Explorative comparison between subgroups with a motor DT ratio EO of less or greater than 2. Comparison of demographic data, cognitive and motor functional levels as well as comparison of the relative performance changes in motor and cognitive tasks between the conditions of DT posturography
Characteristics | pwMS | HC | |||
---|---|---|---|---|---|
Motor DT ratio EO | Motor DT ratio EO | ||||
< 2 (n = 81) | > 2 (n = 32) | < 2 (n = 31) | > 2 (n = 11) | ||
Cognitive and motor functional levels | |||||
Age | Median (min–max) | 49 (21–64) | 40 (24–64) | 41 (22–80) | 32 (23–67) |
Test value 1 (P) | 945.5 (0.064)* | 109.5 (0.102)* | |||
SDMT | Mean (min–max) | 55 (20–91) | 60 (30–87) | 62 (35–83) | 62 (52–76) |
Test value 2 (P) | –1.725 (0.089)* | –0.077 (0.939) | |||
SMSW in m/s | median (min–max) | 1.54 (0.68–2.07) | 1.53 (0.80–1.92) | 1.68 (1.23–2.21) | 1.72 (1.19–1.98) |
Test value 1 (P) | 1,230.0 (0.906) | 169.0 (0.978) | |||
Relative performance changes in motor and cognitive tasks | |||||
Romberg ratio ST | Median (min–max) | 1.64 (0.63–3.65) | 2.12 (0.97–5.91) | 1.44 (0.71–2.26) | 1.31 (0.92–1.96) |
Test value 1 (P) | 929.0 (0.019)* | 137.0 (0.350)* | |||
Romberg ratio DT | Median (min–max) | 1.18 (0.45–2.95) | 0.72 (0.13–1.51) | 1.31 (0.49–2.50) | 0.57 (0.32–1.48) |
Test value 1 (P) | 508.0 (< 0.0001)* | 49.0 (< 0.0001)* | |||
Motor DT ratio EC | Median (min–max) | 0.88 (0.39–1.97) | 1.15 (0.47–6.07) | 0.96 (0.31–2.23) | 1.59 (0.56–4.04) |
Test value 1 (P) | 617.0 (< 0.0001)* | 67.0 (0.002)* | |||
Cognitive DT ratio | Median (min–max) | 1.10 (0.50–2.75) | 1.06 (0.71–1.83) | 1.15 (0.63–1.83) | 1.33 (0.69–2.25) |
Test value 1 (P) | 1,245.0 (0.747) | 128.0 (0.233) |
* Graphical representation in Figure S2; 1 Mann-Whitney U test (Mann-Whitney U value); 2 unpaired t-test (t-value). DT: dual task; EC: eyes closed; EO: eyes open; HC: healthy controls; pwMS: persons with multiple sclerosis; SDMT: single digits modalities test; SMSW: short distance maximum walking speed in m/s; ST: single-task
Discussion
The physiological and disease-specific effects of CMI are controversial. Specifically, the interpretation of the current data is complicated by two points: firstly, due to the scarcity of reported changes in cognitive performance, the interaction between motor and cognitive performance alterations cannot be adequately depicted.

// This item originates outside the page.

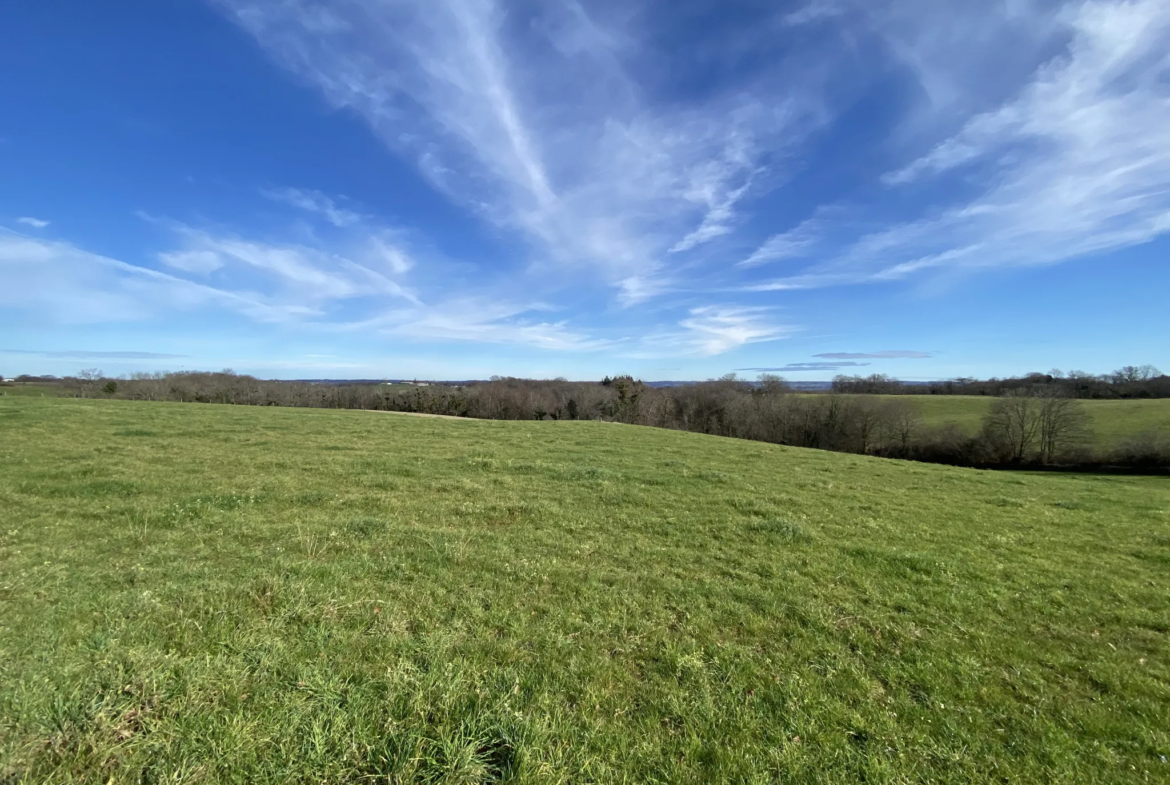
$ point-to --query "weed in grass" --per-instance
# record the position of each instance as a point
(572, 603)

Secondly, conflicting information exists in the existing literature regarding whether and to what extent CMI represents a disease-specific or physiological effect. In addition, for posturography results, there is some inconsistency regarding the interpretation of increased postural sway as reflective of impaired postural control, which may depend on stance condition. The aim of this study was to contribute to the understanding of CMI in pwMS. To achieve this, CMI was examined in a posturography paradigm in HC and pwMS. Extending previous work, we report both, cognitive and motor performance in single and in combined motor and cognitive tasks. The sample size was higher than in similar studies that employed a comparable measurement paradigm [3, 5] to allow robust statements.

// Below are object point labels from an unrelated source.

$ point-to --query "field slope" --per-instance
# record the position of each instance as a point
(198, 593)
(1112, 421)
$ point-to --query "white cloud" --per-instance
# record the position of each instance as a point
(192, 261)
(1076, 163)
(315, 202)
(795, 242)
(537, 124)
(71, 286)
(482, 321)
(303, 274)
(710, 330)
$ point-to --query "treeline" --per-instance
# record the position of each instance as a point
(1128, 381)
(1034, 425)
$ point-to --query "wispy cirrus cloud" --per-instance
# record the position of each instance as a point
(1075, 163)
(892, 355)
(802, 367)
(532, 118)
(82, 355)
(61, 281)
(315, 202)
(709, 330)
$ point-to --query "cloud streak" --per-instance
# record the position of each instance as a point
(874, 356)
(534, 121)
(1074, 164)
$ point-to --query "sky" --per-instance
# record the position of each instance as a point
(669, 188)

In our study, postural sway was consistently higher in pwMS than HC in all conditions, with fewer calculation steps in serial subtractions. An effect of CMI was demonstrated in both HC and pwMS without significant group differences.

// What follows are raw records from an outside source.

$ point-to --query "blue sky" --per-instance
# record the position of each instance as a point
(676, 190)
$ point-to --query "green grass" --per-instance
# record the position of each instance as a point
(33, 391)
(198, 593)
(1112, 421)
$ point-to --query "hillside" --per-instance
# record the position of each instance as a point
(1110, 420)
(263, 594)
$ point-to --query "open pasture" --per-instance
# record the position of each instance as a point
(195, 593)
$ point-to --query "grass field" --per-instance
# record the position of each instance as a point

An explanation for the lack of group differences could be that the examined pwMS population, especially those with RRMS, exhibited relatively mild disease severity, possibly not representing motor and cognitive functional levels on a wider scale. Studies on CMI typically involve participants who can still walk and stand, leading to a selection bias and a distortion of results in the pwMS group compared to the overall population, where a higher severity of the disease is often associated with greater limitations in mobility. However, the measured degrees of motor and cognitive impairment in the pwMS group were clinically relevant compared to HC. This suggests that the effect of CMI occurs physiologically.
Further, correlation results point to dependency of CMI behaviour on the individual’s motor and cognitive functioning level as well as the complexity of the task, which leads to a prioritization of either the motor or the cognitive task. This is likely related to heterogeneous, unconsciously selected adaptation strategies. Alternatively, it should be discussed that the body sway itself may have an impact on postural control, potentially resulting in an improvement in postural control under increased demand. Particularly, an increase in body sway results in greater sensory input conveyed to the brain. Increased sensory input corresponds to greater neuronal engagement, potentially enabling the brain to enhance processing of the task involving upright standing position, thereby compensating for the additional neural recruitment necessitated by the interfering tasks.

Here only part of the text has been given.